The Tibetan civilization started as a kingdom and eventually had a theocracy in place, the latter functioning smoothly because of the Tibetan’s strong adherence to Buddhism. This form of theocratic state was broken and seeds of democracy were sown when Tibetans had to flee the Chinese invasion eventually along with the Dalai Lama, thousands of Tibetans sought refuge in India, in 1959, reported Tibet Press.
This chaotic time where Tibetans now did not have a country of their own for the first time in its history took this opportunity to embrace democracy.
It was on 2nd September 1960 after much deliberation that Tibetans who were able to escape the clutches of Communist China voted for specific individuals as representatives who took their oath from the Dalai Lama at Bodh Gaya that very day. This became the first legislative body of the central Tibetan governing body and laid the strong foundation of democracy.
With time the Charter of the Tibetan Government-in-Exile (TGiE) was formulated thereby indicating how democracy now was gradually seeping into the consciousness of Tibetans. This charter which is titled the ‘Charter of the Tibetans-in-Exile’ represents a veiled Constitution of TGiE, which is not a formally recognized constitution because Tibetans are currently occupied by China, reported Tibet Press.
It was in 2001, that the executive branch of the TGiE known as Kashag (cabinet) whose head, the Kalon Tripa (leader of ministers) for the first time was directly elected by the Tibetans in exile and hence saw the highest political body being elected by the masses for the first time in Tibetan history. This development saw the roots of democracy in Tibet breaking the soil and ushering in a new era.

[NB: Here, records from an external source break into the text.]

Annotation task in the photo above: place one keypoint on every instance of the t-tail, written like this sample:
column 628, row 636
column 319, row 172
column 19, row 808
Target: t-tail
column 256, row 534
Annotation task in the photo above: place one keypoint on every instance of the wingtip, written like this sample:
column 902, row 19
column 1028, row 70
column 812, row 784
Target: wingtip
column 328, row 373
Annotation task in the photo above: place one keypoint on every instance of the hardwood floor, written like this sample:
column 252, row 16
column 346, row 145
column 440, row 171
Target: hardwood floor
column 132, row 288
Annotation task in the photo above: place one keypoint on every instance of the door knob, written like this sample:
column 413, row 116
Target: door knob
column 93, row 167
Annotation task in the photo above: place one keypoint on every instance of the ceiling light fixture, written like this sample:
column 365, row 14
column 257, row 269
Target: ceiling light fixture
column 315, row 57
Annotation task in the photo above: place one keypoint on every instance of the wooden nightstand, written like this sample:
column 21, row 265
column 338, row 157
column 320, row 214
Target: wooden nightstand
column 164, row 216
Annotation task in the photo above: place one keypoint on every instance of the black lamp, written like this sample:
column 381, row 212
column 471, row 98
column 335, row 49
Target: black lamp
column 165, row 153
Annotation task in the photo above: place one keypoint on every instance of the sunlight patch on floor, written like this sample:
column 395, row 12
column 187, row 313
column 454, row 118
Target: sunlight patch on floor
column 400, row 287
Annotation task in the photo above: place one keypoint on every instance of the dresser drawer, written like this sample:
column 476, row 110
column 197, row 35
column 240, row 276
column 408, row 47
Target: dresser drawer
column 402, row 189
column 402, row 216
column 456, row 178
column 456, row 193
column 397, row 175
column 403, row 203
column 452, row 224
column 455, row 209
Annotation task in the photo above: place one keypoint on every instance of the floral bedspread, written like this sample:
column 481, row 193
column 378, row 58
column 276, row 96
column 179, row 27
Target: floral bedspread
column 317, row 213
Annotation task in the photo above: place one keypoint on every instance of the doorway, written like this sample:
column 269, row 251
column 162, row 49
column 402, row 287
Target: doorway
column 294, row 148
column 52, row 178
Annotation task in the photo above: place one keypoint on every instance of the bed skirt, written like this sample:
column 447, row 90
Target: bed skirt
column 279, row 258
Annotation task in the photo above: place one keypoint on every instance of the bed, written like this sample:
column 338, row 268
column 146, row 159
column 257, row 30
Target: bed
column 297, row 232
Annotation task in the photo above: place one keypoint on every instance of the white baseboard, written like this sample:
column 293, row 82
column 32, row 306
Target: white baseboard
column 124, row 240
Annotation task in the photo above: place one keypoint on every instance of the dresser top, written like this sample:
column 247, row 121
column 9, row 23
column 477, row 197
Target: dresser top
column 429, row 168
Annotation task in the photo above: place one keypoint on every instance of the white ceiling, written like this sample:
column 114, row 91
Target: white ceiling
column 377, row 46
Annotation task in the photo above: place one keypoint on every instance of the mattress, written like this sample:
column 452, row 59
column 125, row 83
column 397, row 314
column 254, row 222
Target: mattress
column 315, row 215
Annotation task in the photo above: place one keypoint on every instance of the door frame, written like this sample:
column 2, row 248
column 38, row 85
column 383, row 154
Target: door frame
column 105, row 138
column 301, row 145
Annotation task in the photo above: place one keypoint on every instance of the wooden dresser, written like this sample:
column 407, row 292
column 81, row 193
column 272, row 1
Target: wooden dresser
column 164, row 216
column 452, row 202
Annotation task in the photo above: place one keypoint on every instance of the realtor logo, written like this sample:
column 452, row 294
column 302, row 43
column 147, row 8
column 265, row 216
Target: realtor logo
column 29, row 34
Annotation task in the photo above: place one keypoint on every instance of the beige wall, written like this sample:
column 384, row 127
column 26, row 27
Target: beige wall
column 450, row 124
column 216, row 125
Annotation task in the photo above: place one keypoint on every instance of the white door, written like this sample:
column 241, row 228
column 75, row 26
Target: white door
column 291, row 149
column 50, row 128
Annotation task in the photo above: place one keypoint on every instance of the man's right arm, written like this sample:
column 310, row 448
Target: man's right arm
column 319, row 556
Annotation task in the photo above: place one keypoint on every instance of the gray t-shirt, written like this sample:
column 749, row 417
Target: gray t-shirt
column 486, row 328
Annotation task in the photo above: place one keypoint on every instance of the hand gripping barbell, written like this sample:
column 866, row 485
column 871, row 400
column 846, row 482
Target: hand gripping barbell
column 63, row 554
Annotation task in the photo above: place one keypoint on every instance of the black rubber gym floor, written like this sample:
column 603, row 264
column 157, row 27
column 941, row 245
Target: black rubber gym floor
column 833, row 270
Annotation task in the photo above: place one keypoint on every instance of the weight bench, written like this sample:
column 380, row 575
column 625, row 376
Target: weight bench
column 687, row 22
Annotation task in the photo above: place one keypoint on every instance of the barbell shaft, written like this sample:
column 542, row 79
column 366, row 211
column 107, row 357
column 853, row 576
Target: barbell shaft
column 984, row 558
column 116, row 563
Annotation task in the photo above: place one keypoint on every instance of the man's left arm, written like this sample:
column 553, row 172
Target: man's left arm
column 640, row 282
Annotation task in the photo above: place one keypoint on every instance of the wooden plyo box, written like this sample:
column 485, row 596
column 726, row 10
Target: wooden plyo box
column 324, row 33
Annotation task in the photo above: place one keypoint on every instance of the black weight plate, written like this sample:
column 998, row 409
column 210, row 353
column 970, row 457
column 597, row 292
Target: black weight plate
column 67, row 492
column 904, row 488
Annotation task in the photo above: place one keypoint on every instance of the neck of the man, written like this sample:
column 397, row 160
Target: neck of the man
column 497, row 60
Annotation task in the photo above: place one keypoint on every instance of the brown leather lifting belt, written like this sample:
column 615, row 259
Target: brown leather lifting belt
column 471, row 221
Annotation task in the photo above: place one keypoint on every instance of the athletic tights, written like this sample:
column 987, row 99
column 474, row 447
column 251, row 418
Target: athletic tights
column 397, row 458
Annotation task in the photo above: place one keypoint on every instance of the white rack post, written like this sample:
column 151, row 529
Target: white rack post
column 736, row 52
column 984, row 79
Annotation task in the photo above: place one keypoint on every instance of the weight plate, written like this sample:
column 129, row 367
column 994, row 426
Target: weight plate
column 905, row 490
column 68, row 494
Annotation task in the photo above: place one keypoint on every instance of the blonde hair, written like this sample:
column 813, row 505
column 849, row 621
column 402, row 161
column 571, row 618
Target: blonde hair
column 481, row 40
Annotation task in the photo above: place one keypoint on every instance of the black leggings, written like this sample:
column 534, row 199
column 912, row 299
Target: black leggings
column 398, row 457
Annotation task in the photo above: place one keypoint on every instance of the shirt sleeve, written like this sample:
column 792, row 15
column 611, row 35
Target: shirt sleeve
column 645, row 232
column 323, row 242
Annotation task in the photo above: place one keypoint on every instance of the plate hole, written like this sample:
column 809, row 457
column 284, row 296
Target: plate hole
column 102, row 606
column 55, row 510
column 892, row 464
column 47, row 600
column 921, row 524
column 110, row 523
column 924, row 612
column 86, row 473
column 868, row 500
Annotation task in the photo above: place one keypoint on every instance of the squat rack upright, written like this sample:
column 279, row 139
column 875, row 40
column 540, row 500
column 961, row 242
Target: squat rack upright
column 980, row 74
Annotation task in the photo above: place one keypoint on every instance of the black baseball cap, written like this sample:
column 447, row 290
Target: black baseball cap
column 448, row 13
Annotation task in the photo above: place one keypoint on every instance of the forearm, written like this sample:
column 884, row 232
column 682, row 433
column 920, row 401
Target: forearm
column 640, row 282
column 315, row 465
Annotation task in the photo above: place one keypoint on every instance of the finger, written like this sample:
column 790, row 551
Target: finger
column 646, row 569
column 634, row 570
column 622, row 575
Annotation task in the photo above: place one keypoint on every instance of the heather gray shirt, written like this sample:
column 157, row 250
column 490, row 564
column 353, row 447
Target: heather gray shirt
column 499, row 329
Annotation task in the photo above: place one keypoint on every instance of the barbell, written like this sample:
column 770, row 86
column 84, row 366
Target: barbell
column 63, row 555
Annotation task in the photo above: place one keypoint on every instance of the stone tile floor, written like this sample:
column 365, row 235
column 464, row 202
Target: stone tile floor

The gradual flow of democracy all culminated in 2011 when the Dalai Lama formally devolved his political/temporal power and completely rested the mantle of political leadership to the popularly elected KalonTripa (now known as Sikyong) by the Tibetan masses. This saw a six-century-old religious entity headed by the Dalai Lamas dissolving his political power to allow the flourishing of democracy in the Tibetan community, which escaped the direct governance from Beijing.